Closed joelagnel closed 7 years ago
Hi Brendan, regarding your comment "Is the idea to avoid building the DataFrame for performance reasons? Is it parsing the trace that takes too long?".
Performance is part of the reason, but also that its impossible to use data frames in all situations. The data frames are build per-event, so you have 1 df per-event, like 1 for sched_switch and 1 for sched_wakeup. Inorder to build analysis script that process a state machine, the .apply() will not solve the problem because you would .apply the first data frame (which corresponds to the first event), and then .apply on the second data frame for the next event.

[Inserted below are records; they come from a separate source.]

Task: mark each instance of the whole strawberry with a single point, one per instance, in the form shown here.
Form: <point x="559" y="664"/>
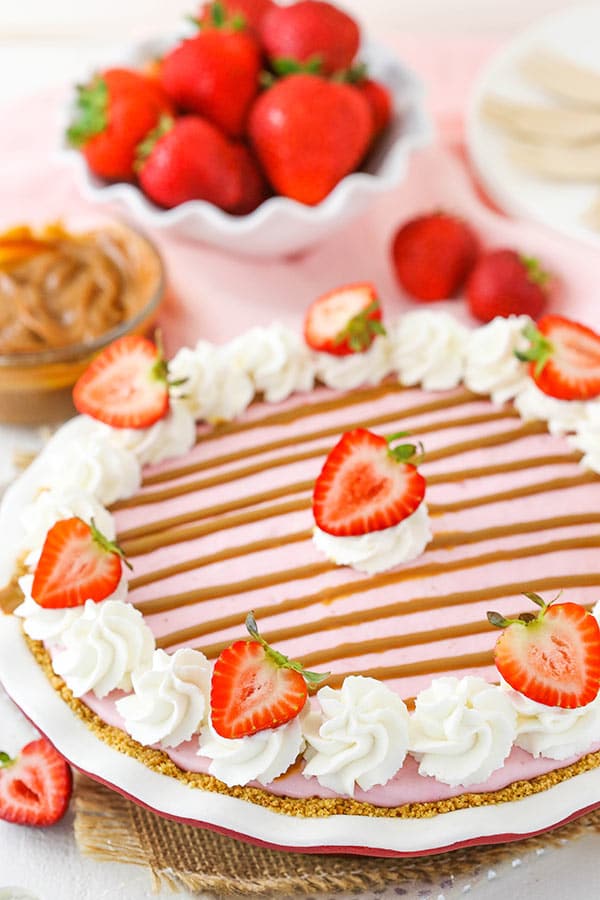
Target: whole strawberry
<point x="504" y="283"/>
<point x="114" y="112"/>
<point x="215" y="74"/>
<point x="311" y="31"/>
<point x="251" y="12"/>
<point x="308" y="133"/>
<point x="190" y="159"/>
<point x="433" y="254"/>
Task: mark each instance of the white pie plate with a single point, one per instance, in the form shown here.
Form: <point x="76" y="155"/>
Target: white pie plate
<point x="574" y="32"/>
<point x="28" y="686"/>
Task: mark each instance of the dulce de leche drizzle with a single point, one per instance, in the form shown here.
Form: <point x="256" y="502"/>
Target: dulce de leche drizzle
<point x="512" y="510"/>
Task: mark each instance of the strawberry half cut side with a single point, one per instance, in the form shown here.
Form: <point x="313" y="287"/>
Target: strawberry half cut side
<point x="564" y="358"/>
<point x="36" y="786"/>
<point x="254" y="687"/>
<point x="552" y="658"/>
<point x="366" y="485"/>
<point x="77" y="564"/>
<point x="126" y="385"/>
<point x="344" y="321"/>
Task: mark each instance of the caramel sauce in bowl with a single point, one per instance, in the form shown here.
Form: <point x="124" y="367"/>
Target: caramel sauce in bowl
<point x="63" y="297"/>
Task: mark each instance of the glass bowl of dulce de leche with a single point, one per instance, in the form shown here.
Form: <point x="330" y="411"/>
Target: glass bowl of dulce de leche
<point x="64" y="295"/>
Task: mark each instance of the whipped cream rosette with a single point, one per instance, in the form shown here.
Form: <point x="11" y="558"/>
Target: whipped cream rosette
<point x="359" y="736"/>
<point x="368" y="503"/>
<point x="170" y="699"/>
<point x="429" y="349"/>
<point x="462" y="730"/>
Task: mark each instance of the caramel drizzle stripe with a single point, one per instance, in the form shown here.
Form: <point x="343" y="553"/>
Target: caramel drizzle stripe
<point x="350" y="398"/>
<point x="425" y="667"/>
<point x="298" y="487"/>
<point x="255" y="468"/>
<point x="443" y="540"/>
<point x="173" y="531"/>
<point x="246" y="585"/>
<point x="333" y="431"/>
<point x="370" y="613"/>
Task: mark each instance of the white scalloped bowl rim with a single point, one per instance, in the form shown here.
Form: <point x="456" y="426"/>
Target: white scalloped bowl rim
<point x="390" y="160"/>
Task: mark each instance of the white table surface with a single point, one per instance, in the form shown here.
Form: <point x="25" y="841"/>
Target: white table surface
<point x="45" y="43"/>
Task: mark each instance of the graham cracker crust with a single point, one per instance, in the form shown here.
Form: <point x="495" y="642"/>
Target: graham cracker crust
<point x="311" y="807"/>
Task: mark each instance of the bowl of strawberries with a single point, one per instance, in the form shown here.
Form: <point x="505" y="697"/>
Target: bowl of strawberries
<point x="261" y="131"/>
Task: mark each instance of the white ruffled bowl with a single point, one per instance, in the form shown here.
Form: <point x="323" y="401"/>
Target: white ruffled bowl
<point x="281" y="226"/>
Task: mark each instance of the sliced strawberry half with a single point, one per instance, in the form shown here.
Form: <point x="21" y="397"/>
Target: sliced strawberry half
<point x="36" y="786"/>
<point x="344" y="321"/>
<point x="126" y="385"/>
<point x="77" y="564"/>
<point x="254" y="687"/>
<point x="366" y="485"/>
<point x="552" y="658"/>
<point x="564" y="358"/>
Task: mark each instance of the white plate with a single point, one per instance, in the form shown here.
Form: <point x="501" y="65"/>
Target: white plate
<point x="574" y="33"/>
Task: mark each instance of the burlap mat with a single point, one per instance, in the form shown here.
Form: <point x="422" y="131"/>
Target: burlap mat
<point x="107" y="826"/>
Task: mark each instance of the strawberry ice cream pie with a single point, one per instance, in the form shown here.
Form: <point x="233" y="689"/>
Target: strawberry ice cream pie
<point x="379" y="499"/>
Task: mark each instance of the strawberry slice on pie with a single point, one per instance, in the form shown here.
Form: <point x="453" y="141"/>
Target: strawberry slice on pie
<point x="367" y="485"/>
<point x="77" y="564"/>
<point x="552" y="658"/>
<point x="254" y="687"/>
<point x="564" y="358"/>
<point x="126" y="385"/>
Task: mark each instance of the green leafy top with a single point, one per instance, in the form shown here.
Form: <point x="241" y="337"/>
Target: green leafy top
<point x="91" y="117"/>
<point x="361" y="329"/>
<point x="281" y="661"/>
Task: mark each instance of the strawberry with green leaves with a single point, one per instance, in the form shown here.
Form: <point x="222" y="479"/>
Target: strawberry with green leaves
<point x="189" y="158"/>
<point x="126" y="385"/>
<point x="254" y="687"/>
<point x="77" y="563"/>
<point x="345" y="320"/>
<point x="367" y="484"/>
<point x="216" y="73"/>
<point x="114" y="112"/>
<point x="563" y="357"/>
<point x="552" y="658"/>
<point x="35" y="786"/>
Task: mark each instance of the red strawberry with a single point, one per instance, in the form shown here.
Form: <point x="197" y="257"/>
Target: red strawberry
<point x="365" y="485"/>
<point x="251" y="12"/>
<point x="380" y="101"/>
<point x="216" y="75"/>
<point x="255" y="189"/>
<point x="308" y="31"/>
<point x="126" y="385"/>
<point x="77" y="564"/>
<point x="254" y="687"/>
<point x="308" y="133"/>
<point x="115" y="111"/>
<point x="564" y="358"/>
<point x="344" y="321"/>
<point x="35" y="788"/>
<point x="503" y="283"/>
<point x="552" y="658"/>
<point x="433" y="254"/>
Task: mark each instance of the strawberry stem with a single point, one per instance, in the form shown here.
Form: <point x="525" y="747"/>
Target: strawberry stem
<point x="361" y="329"/>
<point x="108" y="546"/>
<point x="91" y="117"/>
<point x="539" y="351"/>
<point x="281" y="661"/>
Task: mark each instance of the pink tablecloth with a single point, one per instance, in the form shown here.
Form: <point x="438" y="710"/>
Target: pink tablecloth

However, what is needed is something that processes event as a function of time. So for example, if the events are:
Time event
1 switch
2 wakeup
3 switch
Then, using .apply, it will be perceived by the program:
switch_df.apply(..)
wake_df.apply(..)
As:
apply(1)
apply(3)
apply(2)
Instead what is needed is:
apply(1)
apply(2)
apply(3)
I don't see how this can be done using data frames. Even if it can be done using dfs, it will still not be as fast. Using in data frames in WIP script [1], I found that its 3 times slower than [2]. I don't think we should make using data frames as a rule if something can be solved in a different cleaner faster way. Also, citing the above example - I am not convinced that using data frames can be used to solve all analysis problems using joins and other data frame operations but I'd love to proved wrong!
As such, the API I am proposing is clean so I don't see an issue with it if someone doesn't want to use data frames for a particular usecase as I am. [1] https://github.com/joelagnel/lisa/blob/wake-lat-script/get_wlat.py [2 ]https://github.com/joelagnel/lisa/blob/wake-lat-script/get_wlat_cbs.py
Ah, I see. I think I will have to take some time to get to grips with your use case and how it compares to the latency analysis stuff in LISA.
It can take a bit of experimentation, but Pandas can be really fast when you find the right way of expressing your operations. The API addition could definitely make sense but first I think we should be really certain that it's necessary.
An alternative and more PANDAS friendly way to perform that apply "in order" is to "join" the two DF and operate in the new one, which is something I've did here: https://github.com/ARM-software/lisa/blob/master/libs/utils/analysis/latency_analysis.py#L53
BTW, that API returns the latency DF which, AFAIU, it's exactly what your example above suggests. IOW, if you are after a latency analysis support perhaps we already have what you need in LISA.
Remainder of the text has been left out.